Updated: 8/16/15; 18:54:39


pedantic nuthatch
Life in a Northern Virginia suburb of Washington, D.C. B.M.A.T.C., and Etruscan typewriter erasers. Blogged by David Gorsline.

Saturday, 16 July 2005

The Caucasian Chalk Circle, by Bertolt Brecht, directed by Monique Holt and Grady Weatherford, Open Circle Theatre, Silver Spring, Maryland

Bertolt Brecht's parable-within-a-play and his presentational style are well-suited to the Open Circle aesthetic and mission, which is to showcase theater professionals with disabilities. This production features two deaf actors (they sign their parts, while another actor on- or offstage interprets for them with spoken word) and two actors with physical limitations in a total cast of fifteen creating more than 50 roles. Hearing actors also simultaneously sign their parts (truth to tell, some are more accomplished and fluent at this than others). The signing works especially well in passages narrated by a mutliple-voice chorus and by the Story Teller (the flexible and flamboyant Eva Salvetti). There's a spicy variety of dialects of spoken English among the cast, too.
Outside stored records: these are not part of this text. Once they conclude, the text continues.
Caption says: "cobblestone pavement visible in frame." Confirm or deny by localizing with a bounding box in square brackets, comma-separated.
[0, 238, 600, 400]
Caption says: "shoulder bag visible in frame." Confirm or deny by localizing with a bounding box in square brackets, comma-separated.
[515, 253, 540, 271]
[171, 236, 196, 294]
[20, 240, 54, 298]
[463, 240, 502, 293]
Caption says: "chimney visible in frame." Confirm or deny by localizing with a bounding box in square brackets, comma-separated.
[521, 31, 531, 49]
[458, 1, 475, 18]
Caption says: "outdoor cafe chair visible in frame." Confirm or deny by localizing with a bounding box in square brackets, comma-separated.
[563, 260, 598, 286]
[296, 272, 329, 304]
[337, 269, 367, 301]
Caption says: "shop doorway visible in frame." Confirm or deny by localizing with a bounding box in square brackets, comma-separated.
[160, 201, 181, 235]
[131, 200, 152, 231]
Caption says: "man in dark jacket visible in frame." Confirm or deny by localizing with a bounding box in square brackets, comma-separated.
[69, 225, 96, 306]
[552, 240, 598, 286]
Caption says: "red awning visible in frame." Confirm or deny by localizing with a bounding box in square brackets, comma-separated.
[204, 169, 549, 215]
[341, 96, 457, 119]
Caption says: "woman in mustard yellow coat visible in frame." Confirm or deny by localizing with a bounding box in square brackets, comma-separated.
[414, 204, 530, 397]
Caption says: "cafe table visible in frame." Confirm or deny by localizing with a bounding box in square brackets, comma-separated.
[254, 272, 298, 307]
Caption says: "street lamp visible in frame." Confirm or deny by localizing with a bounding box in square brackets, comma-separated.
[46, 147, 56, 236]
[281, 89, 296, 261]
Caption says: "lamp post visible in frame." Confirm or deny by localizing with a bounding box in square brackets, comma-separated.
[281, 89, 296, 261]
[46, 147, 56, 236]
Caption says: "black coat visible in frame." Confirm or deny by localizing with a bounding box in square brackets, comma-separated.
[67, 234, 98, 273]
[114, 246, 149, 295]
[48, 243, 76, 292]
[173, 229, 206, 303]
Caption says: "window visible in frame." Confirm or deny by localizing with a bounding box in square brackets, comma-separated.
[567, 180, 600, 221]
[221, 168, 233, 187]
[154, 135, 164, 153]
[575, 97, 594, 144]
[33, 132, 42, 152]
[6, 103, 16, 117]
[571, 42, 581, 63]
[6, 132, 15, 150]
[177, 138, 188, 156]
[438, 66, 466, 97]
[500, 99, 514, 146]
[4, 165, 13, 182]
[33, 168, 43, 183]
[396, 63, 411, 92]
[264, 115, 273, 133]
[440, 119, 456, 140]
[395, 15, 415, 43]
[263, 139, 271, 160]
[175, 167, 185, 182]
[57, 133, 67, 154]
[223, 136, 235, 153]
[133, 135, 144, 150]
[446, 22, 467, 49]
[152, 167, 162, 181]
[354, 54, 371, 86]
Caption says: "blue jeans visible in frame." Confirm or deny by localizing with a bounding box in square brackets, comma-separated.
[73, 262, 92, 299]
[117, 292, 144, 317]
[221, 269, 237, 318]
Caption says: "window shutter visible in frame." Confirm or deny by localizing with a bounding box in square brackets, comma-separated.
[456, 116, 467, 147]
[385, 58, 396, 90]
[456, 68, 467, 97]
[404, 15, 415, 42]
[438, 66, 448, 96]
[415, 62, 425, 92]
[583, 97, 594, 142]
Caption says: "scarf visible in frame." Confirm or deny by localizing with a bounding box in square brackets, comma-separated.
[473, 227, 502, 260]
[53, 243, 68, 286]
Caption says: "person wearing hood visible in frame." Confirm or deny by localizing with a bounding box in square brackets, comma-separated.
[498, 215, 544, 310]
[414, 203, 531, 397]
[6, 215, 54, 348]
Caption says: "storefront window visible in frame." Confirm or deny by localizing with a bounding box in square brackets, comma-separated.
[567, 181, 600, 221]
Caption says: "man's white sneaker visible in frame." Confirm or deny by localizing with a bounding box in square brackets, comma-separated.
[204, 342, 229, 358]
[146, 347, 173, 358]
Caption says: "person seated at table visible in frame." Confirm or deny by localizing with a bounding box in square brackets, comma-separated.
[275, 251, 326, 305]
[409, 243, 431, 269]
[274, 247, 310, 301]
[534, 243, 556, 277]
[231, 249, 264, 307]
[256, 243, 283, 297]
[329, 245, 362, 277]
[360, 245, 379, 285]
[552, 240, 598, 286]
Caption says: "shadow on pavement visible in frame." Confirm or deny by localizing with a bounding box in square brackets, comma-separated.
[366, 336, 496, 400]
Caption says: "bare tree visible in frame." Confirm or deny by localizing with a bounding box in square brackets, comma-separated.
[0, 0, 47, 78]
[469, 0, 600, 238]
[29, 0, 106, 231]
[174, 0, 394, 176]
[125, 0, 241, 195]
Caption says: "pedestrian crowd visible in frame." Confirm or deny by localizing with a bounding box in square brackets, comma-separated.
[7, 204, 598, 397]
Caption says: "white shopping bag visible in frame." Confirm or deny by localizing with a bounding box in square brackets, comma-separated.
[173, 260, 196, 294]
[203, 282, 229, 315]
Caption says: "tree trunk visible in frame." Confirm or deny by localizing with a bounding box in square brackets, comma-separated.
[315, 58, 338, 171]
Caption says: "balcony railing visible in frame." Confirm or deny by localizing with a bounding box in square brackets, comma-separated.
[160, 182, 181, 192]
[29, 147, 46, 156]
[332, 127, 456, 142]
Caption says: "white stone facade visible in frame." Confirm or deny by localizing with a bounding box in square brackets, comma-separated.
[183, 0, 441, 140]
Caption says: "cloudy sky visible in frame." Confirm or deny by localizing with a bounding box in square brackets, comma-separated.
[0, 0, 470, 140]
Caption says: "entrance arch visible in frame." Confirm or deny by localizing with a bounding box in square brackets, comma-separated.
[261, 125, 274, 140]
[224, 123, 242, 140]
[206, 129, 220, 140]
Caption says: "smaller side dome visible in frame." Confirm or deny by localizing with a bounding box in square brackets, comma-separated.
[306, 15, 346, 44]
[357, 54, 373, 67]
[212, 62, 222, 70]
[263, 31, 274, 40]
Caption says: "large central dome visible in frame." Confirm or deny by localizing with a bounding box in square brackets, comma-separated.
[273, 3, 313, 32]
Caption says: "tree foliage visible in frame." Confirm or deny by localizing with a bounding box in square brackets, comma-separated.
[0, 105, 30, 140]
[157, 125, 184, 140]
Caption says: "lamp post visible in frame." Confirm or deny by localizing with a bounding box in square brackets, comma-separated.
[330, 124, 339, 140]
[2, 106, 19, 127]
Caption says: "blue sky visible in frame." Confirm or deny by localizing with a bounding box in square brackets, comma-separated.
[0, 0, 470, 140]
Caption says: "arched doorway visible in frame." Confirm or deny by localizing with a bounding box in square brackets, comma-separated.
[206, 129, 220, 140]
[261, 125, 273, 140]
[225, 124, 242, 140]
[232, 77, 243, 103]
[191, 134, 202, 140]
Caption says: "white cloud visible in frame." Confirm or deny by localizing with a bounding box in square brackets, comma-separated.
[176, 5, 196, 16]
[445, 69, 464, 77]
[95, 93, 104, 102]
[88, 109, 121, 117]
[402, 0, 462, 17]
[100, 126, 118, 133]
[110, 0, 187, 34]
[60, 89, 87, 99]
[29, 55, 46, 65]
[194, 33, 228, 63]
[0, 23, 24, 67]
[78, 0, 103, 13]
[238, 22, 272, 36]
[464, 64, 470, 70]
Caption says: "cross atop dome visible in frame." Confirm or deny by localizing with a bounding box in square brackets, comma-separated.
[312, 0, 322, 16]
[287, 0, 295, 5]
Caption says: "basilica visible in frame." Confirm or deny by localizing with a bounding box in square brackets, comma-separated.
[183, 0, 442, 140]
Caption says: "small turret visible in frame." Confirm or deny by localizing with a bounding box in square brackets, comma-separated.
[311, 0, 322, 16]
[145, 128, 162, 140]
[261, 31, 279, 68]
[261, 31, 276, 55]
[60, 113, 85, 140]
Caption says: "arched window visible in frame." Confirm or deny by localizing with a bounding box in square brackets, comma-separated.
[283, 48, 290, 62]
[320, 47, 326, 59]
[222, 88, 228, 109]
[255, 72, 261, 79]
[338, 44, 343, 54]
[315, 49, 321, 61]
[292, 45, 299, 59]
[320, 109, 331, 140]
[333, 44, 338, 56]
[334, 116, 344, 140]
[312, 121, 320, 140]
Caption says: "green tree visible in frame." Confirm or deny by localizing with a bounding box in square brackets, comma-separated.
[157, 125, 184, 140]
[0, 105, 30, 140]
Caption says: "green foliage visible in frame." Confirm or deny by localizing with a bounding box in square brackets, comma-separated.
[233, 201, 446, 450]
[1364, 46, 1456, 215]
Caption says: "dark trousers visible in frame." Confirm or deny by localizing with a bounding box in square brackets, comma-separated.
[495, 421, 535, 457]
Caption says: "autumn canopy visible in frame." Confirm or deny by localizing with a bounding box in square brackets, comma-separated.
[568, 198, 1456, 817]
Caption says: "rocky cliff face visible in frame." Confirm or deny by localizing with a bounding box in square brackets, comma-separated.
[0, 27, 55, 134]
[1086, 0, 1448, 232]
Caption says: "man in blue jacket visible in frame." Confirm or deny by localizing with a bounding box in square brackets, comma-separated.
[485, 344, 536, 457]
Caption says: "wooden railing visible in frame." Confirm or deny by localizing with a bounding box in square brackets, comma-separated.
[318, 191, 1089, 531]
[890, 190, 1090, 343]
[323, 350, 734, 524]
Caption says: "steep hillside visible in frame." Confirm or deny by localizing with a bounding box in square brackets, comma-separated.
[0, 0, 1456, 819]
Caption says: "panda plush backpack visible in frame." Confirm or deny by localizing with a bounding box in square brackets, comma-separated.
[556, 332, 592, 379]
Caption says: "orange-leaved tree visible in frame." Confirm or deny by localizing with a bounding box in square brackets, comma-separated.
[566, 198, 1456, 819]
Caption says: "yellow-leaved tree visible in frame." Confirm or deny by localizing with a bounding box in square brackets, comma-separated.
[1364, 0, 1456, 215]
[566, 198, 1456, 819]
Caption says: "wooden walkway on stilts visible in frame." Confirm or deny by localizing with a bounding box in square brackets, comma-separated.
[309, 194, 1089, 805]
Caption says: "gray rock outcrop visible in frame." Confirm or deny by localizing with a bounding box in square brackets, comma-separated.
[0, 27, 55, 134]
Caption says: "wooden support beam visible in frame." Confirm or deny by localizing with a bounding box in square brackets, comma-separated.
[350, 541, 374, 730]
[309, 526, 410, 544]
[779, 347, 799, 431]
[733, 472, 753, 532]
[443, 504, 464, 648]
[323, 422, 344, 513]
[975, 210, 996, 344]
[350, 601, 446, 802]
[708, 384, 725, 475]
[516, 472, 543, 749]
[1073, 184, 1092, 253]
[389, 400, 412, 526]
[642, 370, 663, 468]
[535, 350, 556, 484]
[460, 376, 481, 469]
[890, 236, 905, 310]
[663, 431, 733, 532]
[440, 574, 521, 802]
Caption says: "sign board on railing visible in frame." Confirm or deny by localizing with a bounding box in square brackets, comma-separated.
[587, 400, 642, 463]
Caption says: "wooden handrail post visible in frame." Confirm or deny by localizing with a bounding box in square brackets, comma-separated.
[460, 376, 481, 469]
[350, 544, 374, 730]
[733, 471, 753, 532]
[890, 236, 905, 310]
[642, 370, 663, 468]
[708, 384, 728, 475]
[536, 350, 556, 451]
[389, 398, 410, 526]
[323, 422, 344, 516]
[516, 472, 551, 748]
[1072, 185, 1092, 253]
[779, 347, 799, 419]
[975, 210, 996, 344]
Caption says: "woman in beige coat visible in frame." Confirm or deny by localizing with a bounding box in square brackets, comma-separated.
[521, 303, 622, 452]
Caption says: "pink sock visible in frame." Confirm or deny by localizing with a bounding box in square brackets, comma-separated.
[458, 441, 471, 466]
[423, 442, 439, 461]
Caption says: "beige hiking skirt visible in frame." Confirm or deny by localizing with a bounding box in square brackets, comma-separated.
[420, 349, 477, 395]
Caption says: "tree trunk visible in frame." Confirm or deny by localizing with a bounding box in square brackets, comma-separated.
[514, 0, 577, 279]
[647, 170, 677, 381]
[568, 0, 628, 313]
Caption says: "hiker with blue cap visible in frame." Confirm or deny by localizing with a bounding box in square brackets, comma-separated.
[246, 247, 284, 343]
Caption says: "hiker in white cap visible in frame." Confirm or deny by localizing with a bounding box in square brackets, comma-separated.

The production conjures the stories of Grusha, the maid who takes an abandoned child for her own, and Azdak, the feckless villager elevated to the judicial bench, out of not much more set than some rehearsal blocks and a wheelbarrow (ever so inventively used). Costumes and lights are spot on. Suzanne Richard's (Grusha's) diminutive stature works well in the section in which she must cross a rickety bridge, the child on her back, to escape pursuing soldiers: four actors make a bridge with their backs, and she crosses them, buck-buck-style. Richard also does very nicely in the sung passages of her text. Scot McKenzie is engaging as the satirically bad judge Azdak, but should lighten up on some of the anachronistic schtick.

The framing device—two squabbling factions of villagers who are united by the power of parable—doesn't come off that well in this production. The fighting peasants have been moved to Iraq, to be topical, I suppose. The closing moments of the play fail to bring their dispute back into the narrative flow.